Ela Township voters to get pink ballot as well as usual one
A filing mix-up means Ela Township voters are in for an election bonus -- two ballots to fill out Feb. 5.
A referendum question about garbage collection in unincorporated areas was left off the optical scan ballot. Instead, township voters will receive a special pink ballot containing the question.
Ela Township Supervisor Lucy Prouty said the town board approved the question in November and filed it with the Lake County clerk's office before the Dec. 6 deadline to certify referendums.
The omission was discovered last week when Township Clerk Bill Donnan, who filed the paperwork, didn't see the question on the Lake County clerk's election Web site.
"They lost it," Prouty said. "We spent all last week trying to get this on the ballot."
Lake County Clerk Willard Helander said the question was overlooked because the paperwork was filed along with Ela Township's tax levy extension documents instead of separately, as required.
"It was filed with our tax extension office, which has nothing to do with the election," she said. "It never went into our election management system."
When a referendum question is filed with her office, Helander said, the government agency receives a receipt and a copy of the legal notice and a ballot proof.
"We certainly will accept equal responsibility," she said. "(He) did leave it in our office; it just wasn't in the right place."
Ela's referendum question will be included on the county clerk's election voter guide sent to every household and is now posted on the clerk's Web site.
It will not appear on the optical scan ballots run through a ballot counter on Election Day. Those were proofed, tested and printed in late December.

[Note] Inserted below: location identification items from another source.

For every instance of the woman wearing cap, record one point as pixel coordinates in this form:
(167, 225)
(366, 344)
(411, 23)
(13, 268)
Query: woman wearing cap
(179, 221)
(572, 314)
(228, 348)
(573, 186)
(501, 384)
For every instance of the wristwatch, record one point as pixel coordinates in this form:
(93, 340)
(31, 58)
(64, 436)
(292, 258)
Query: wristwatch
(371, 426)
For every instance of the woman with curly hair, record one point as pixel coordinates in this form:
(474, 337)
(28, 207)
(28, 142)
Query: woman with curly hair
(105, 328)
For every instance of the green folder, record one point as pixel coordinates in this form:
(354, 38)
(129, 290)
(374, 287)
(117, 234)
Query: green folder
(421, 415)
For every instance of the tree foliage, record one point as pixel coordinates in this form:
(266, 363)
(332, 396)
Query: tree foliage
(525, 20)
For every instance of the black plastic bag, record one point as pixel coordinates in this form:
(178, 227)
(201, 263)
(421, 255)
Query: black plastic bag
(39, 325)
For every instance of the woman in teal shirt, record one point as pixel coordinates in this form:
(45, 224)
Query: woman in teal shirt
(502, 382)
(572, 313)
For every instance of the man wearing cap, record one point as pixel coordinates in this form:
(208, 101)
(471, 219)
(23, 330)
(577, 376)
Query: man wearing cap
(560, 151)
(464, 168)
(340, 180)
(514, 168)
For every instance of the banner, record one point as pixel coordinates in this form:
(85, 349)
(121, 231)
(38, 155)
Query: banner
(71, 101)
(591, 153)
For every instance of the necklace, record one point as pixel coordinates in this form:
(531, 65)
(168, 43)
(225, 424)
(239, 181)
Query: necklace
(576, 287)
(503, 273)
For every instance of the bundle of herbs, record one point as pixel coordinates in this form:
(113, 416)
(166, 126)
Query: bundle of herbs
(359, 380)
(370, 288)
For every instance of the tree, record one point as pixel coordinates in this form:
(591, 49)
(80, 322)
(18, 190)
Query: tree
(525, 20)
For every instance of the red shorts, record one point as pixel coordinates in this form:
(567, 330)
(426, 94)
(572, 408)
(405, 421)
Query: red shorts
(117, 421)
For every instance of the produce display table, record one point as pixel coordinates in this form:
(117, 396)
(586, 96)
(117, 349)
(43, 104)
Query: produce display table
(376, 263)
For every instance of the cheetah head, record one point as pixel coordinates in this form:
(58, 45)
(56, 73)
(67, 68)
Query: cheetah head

"To go back and redo that, it's just not feasible in the time permitted," Helander said. "We start early voting next week. Military ballots had to go out no later than today (Monday)."
On Election Day, the 3,737 eligible township voters will receive the pink ballots to choose whether to allow the town board to negotiate a contract on residents' behalf for garbage collection services in unincorporated areas.
If the question is approved, it would not raise taxes for any township residents. Unincorporated residents would be billed individually by the chosen agency for services such as collection, disposal, composting or recycling of garbage, refuse and ashes within unincorporated areas.
Those ballots will be placed in a cardboard ballot box and hand-counted. The results will not be known until the write-in candidate results are tallied and posted after Feb. 5.
Helander said it didn't cost her office much to prepare the pink ballots.
"The only real cost was paper and that's extremely nominal, probably wasn't even $20," she said.